Remediation & prevention
Auto-fix the safe cases; guardrail the rest.
Detecting a compliance violation is only half the job; closing it is the other. Remediation — from automated fixes to tracked manual work — is what turns findings into resolved controls, and doing it well is a balance of speed and safety.
Auto-remediate the safe, well-understood cases
For clear-cut, low-risk violations, automated remediation closes the gap in seconds: re-enable a storage account’s public-access block, turn on encryption or logging that was disabled, add a missing required tag, revert a security group to its baseline. Cloud platforms support this through event-driven functions (a Config rule marks a resource non-compliant and triggers a remediation action), and it keeps posture continuously compliant without waiting for a human. The discipline is scoping: auto-remediate only fixes that are well-understood and cannot break legitimate workloads. Re-enabling encryption is safe; auto-deleting a resource is not — higher-risk remediations should require review.
# Config rule detects a bucket with public access → trigger a remediation.# The remediation re-applies the compliant baseline automatically:aws configservice put-remediation-configurations --remediation-configurations '[{"ConfigRuleName": "s3-no-public-access","TargetType": "SSM_DOCUMENT","TargetId": "AWS-DisableS3BucketPublicReadWrite","Automatic": true}]'# Safe, reversible fix → applied in seconds. Risky fixes → route to a human.

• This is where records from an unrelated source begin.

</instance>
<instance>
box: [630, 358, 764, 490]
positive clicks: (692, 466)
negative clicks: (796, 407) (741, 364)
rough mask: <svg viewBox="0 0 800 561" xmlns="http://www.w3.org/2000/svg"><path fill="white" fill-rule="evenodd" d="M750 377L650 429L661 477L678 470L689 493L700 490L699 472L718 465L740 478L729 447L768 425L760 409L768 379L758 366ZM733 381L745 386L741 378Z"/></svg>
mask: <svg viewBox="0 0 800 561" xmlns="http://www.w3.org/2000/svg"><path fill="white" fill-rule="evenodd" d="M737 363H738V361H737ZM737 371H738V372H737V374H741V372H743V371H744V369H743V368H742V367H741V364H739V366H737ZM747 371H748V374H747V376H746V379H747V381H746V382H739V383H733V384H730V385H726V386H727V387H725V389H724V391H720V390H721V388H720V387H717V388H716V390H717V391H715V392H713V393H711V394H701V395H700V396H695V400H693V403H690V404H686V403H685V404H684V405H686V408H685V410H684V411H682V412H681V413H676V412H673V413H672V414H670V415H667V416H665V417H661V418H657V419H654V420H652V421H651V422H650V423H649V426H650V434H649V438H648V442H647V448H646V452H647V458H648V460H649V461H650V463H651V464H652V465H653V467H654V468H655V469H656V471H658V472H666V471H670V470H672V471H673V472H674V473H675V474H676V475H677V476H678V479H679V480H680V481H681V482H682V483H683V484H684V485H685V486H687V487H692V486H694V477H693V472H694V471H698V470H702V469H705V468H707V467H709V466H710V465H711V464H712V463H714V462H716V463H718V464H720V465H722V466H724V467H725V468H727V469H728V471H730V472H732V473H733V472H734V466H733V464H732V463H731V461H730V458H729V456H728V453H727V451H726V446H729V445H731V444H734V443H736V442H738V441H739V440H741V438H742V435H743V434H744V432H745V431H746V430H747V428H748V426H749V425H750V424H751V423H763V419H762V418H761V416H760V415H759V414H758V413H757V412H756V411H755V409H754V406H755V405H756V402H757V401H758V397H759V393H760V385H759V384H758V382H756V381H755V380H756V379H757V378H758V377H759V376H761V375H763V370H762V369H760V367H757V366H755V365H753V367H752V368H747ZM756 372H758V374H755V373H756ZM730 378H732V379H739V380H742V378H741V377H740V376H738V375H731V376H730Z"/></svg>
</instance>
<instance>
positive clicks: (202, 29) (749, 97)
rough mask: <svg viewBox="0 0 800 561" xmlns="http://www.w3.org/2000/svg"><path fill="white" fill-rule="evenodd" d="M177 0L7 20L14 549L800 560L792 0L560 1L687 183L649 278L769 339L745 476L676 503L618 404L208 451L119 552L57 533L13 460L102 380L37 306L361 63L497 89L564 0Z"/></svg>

Track everything, prevent where possible
Not every violation should auto-fix, so the program needs a tracked remediation workflow: findings become tickets with an owner and a due date, prioritized by severity and blast radius, so nothing lingers unresolved and you can measure time-to-remediate — a key program metric. Better than fixing repeatedly is preventing recurrence: if the same violation keeps appearing, add a preventive guardrail (an SCP, an admission policy, an IaC gate) so it cannot be created in the first place. The mature loop is detect → remediate (auto where safe, tracked where not) → prevent, so each class of violation is eventually designed out rather than endlessly re-fixed.